You should be okay as long as you took picture


----------



## Phantomshark (Jan 21, 2018)

Yes. I took a picture


----------



## Just Another Uber Drive (Jul 15, 2015)

You're not going to get in trouble. You delivered the package. It's in a safe place. The customer was notified. You're good. Sometimes when you toss a package past a dog the dog will go after the package.


----------



## oicu812 (Aug 29, 2016)

I would just give the package to the dog as it's a member of the household.


----------



## uberstuper (Jan 2, 2016)

oicu812 said:


> I would just give the package to the dog as it's a member of the household.


I actually did that one time. No one was home and I had yellow envelope. As was putting it over a fence ,a pitbull jump the fence and grab it right out of my hand so I marked it as delivered to a member of the household lol


----------



## Lone Star State (Apr 12, 2018)

uberstuper said:


> I actually did that one time. No one was home and I had yellow envelope. As was putting it over a fence ,a pitbull jump the fence and grab it right out of my hand so I marked it as delivered to a member of the household lol


Make sure you hand it to them nicely, otherwise you get deactivated.





(video credit to DeathByFlex)


----------



## oicu812 (Aug 29, 2016)

uberstuper said:


> I actually did that one time. No one was home and I had yellow envelope. As was putting it over a fence ,a pitbull jump the fence and grab it right out of my hand so I marked it as delivered to a member of the household lol


Customer told me that the dogs love those yellow envelopes.


----------



## Chicago-uber (Jun 18, 2014)

Lol @ the driver. Forgot to close his back door before backing out. 

F the dogs. Keep barking *****es


----------



## Movaldriver (Feb 20, 2017)

I'm starting to really dislike dogs. Been bit by one that slipped through a fence and a couple weeks ago I got the typical don't worry she's friendly. The dog lunged at me and I shoved the box in front of me and she but it. Guy was all surprised. I'm so sick of dogs barking at me.


----------



## Amsoil Uber Connect (Jan 14, 2015)

+1 

If it were not of that I would not in the predicament I'm in. Then the news shows someone walking by and shooting the dog. Dude that's the wrong address ugh.... I just have to sit back and let Karma take it from here....

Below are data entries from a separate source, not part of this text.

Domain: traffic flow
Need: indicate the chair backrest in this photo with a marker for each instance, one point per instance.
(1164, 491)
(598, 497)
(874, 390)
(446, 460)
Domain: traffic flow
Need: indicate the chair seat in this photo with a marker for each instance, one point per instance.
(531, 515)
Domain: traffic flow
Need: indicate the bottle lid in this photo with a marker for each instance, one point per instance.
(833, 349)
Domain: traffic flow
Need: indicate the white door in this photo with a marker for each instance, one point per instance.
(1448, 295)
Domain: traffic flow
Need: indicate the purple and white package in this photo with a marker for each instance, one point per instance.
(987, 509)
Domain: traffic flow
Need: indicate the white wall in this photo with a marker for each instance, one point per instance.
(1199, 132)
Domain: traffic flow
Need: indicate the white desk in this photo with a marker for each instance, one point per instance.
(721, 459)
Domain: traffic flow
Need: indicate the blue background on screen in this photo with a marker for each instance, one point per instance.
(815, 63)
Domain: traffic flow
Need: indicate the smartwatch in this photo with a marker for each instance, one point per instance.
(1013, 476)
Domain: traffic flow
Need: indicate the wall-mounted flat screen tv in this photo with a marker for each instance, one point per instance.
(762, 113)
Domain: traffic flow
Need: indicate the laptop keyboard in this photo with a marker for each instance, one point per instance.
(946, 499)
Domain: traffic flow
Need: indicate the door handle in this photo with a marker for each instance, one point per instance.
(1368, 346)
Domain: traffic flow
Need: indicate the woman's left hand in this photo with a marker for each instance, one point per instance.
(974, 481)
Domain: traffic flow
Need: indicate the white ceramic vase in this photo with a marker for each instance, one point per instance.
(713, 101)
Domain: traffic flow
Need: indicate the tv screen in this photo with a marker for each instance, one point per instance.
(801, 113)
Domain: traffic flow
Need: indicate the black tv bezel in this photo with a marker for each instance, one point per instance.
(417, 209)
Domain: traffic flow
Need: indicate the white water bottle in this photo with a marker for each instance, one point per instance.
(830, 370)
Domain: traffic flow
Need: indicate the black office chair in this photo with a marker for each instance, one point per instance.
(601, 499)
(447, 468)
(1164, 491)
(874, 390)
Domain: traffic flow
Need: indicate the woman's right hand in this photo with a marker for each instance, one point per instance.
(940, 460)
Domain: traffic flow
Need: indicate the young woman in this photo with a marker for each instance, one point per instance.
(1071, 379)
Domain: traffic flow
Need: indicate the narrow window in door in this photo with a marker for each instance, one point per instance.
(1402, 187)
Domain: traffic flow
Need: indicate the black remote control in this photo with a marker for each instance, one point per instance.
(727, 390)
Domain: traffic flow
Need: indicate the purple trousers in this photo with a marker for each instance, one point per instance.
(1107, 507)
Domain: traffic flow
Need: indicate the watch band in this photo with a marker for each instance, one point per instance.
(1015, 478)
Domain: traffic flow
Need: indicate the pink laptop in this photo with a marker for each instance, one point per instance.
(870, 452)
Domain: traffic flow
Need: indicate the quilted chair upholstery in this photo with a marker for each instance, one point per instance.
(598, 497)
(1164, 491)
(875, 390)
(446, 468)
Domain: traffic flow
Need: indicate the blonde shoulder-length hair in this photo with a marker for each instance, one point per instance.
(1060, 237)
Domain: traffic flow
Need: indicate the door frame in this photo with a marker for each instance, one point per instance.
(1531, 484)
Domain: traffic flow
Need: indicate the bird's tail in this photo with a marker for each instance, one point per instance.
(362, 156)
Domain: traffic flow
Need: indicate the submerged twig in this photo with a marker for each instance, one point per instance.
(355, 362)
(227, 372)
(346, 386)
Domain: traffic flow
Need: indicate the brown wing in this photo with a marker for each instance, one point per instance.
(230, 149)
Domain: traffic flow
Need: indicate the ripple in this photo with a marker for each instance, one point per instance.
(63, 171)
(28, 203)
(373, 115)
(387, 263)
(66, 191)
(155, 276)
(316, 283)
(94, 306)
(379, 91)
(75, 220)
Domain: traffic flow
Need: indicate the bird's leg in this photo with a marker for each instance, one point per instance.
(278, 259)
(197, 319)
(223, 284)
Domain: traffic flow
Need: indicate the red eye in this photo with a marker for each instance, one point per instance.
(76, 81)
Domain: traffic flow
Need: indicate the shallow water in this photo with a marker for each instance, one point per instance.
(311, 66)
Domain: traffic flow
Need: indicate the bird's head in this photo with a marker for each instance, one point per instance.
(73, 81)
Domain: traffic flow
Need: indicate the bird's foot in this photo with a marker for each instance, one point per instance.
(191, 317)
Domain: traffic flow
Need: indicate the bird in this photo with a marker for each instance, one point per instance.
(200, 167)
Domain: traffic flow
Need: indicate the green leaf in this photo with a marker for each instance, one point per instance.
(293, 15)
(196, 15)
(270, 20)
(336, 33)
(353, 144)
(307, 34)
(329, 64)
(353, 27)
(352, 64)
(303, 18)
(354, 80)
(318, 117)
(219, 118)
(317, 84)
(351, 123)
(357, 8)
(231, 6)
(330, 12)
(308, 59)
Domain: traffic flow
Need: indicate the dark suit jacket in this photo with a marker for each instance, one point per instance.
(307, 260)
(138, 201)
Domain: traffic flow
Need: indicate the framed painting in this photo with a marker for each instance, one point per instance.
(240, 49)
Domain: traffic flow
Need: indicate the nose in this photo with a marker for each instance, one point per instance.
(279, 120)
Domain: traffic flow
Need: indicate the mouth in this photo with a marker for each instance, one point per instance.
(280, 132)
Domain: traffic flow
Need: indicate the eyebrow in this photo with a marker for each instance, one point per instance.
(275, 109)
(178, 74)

I actually had someone with a Calico cat yesterday. Only in Newport smh. Short trip but it was all good. MoVal, read my write up in the IE section ? Not about dogs though.


----------



## Movaldriver (Feb 20, 2017)

I look for it Amsoil


----------



## oicu812 (Aug 29, 2016)

Dogs will choke on chicken bones.


----------



## Chicago-uber (Jun 18, 2014)




----------



## oicu812 (Aug 29, 2016)

Just 59 stops for your van route today?


----------



## Chicago-uber (Jun 18, 2014)

oicu812 said:


> Just 59 stops for your van route today?


I wish..

Usually it's 200-215 stops.


----------



## oicu812 (Aug 29, 2016)

Chicago-uber said:


> I wish..
> 
> Usually it's 200-215 stops.


You should ask for a nursery route.


----------



## Rat (Mar 6, 2016)

Uberdamsel said:


> Ye! I usually save my chicken bones for this purpose.so i make sure i have a bone handy when i head towards the area.
> 
> Every dog prefer a bone than the taste of human flesh.
> 
> Secondly i have a strong rod i carry around no matter big the package is. If dog is not satisfied with bone, he gets a hard knock.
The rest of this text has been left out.